The cryptocurrency dipped below the widely tracked 200-day moving average (MA) early Tuesday, joining peers from other crypto sub-sectors in signaling a gloomy market mood. The coin slipped under the critical $2.93 level during the Asian trading hours, dropping to its lowest price since Jan. 25, according to Binance data tracked by charting platform TradingView. It last traded under its 200-day MA in July.

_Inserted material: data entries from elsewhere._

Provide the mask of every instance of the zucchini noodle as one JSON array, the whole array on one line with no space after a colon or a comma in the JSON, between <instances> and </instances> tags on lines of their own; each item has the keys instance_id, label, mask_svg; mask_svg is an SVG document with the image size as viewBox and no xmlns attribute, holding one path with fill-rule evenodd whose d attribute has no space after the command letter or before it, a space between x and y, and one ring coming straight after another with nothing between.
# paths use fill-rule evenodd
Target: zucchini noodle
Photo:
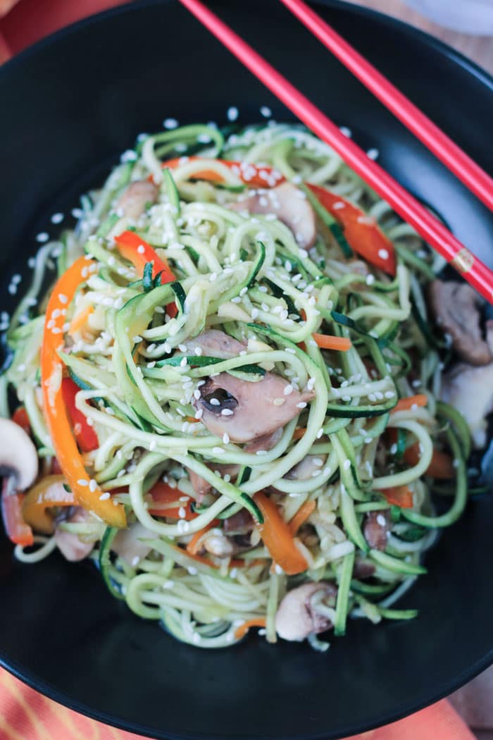
<instances>
[{"instance_id":1,"label":"zucchini noodle","mask_svg":"<svg viewBox=\"0 0 493 740\"><path fill-rule=\"evenodd\" d=\"M390 608L464 509L470 440L438 397L424 290L441 263L413 229L290 124L141 136L81 203L75 227L38 250L6 335L0 414L24 407L37 485L61 476L73 494L43 507L27 492L38 547L18 544L17 558L76 546L71 559L91 558L132 611L199 648L256 627L324 651L316 634L344 634L349 617L415 616ZM73 295L60 293L84 255ZM50 332L62 369L47 377ZM426 408L409 397L418 383ZM69 462L54 467L64 440L46 385L50 399L73 391L86 497ZM456 473L444 513L437 449ZM126 529L109 523L112 500Z\"/></svg>"}]
</instances>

The Sandbox introduced a staking mechanism on scaling tool Polygon earlier this month, allowing users to stake SAND without having to worry about gas fees (transaction costs). The move, however, failed to arrest the decline toward the 200-day MA. Staking refers to the process of locking up coins in a blockchain for a specific period of time to contribute to the security of a network in return for rewards.
The 200-day MA, which represents the average UTC closing price for the last 200 days, is a technical indicator used to identify long-term trends. In traditional finance, a general rule is that if a stock is trading below its 200-DMA, the trend is essentially downward.
SAND, which surged over 750% in the final three months of 2021, is perhaps last of the major coins to enter the so-called bearish territory under the 200-day MA.
Bitcoin, the top cryptocurrency by market value, dropped under the average in late December. A week later, ether, the second largest, and play-to-earn game Axie Infinity's AXS coin followed suit. Heavyweights from other sub-sectors like UNI, LINK, XMR, AAVE, PERP and YFI also fell below their 200-day MAs early this year.
The total market cap of cryptocurrencies, excluding bitcoin – the altcoin market cap – stood at $936 billion at press time, well under the 200-day MA at $1.29 trillion. That level was breached in mid-January.
"Majorly professional traders track the high-level indices like total alternative cryptocurrencies' market capitalization and total crypto market value," said Jeetesh Tipe, founder and chief investment officer of Mumbai-based crypto asset management firm MintingM. "Both metrics are now trading under the 200-day MA, hinting at prolonged consolidation.
"Historically, crypto markets' dip under the 200-day MA has been followed by a couple of quarters of consolidation and a renewed move higher. Holding BTC in such situations has proved to be good to protect the downside and reduce the volatility on the overall portfolio," Tipe added.
Independent market strategist and crypto enthusiast Ravi Jain suggests otherwise. "Major coins trading below 200-day MA perhaps signals more pain ahead for the market," Jain told CoinDesk in a WhatsApp chat. "We got a perfect bull market top signal three months ago when bitcoin did not sustain its all-time high on Fed rate hike fears. Since then, bitcoin has cratered with other coins following suit.
"Alternative cryptocurrencies might bleed more as the bitcoin market is showing no signs of panic selling or capitulation by long-term holders and bottom may be far away," Jain added.
Should the SAND bears establish a foothold under the average, more losses may follow. The chart below shows the broader market ran into more substantial selling pressure following the total altcoin market cap's move under the 200-day MA in mid-January.
Still, the 200-day MA is not always reliable as a standalone indicator.
"I use the long moving averages quite a lot ... as do many others. However, please note that it is a lagging indicator. Consequently, it should be used in conjunction with others, never on its own," said Eddie Tofpik, head of technical analysis and senior markets analyst at London-based ADM Investor Services International.
Macro factors appear have aligned bearishly. "Tensions in Europe could be an essential factor in the short term," said Griffin Ardern, a volatility trader from crypto-asset management company Blofin. "In a tense situation, investors will prioritize commodities such as gold and crude oil rather than riskier stocks and cryptos."
Russian President Vladimir Putin ordered troops to invade Eastern Ukraine early today, sending gold higher and stock markets lower. So far bitcoin has remained largely directionless.
"If bitcoin and ether cannot recover, most investors will not pay more attention to other altcoins," Ardern said, adding there is no particular reason to push crypto higher at the moment and the decline will probably continue with the Federal Reserve likely to announce a rate hike in March.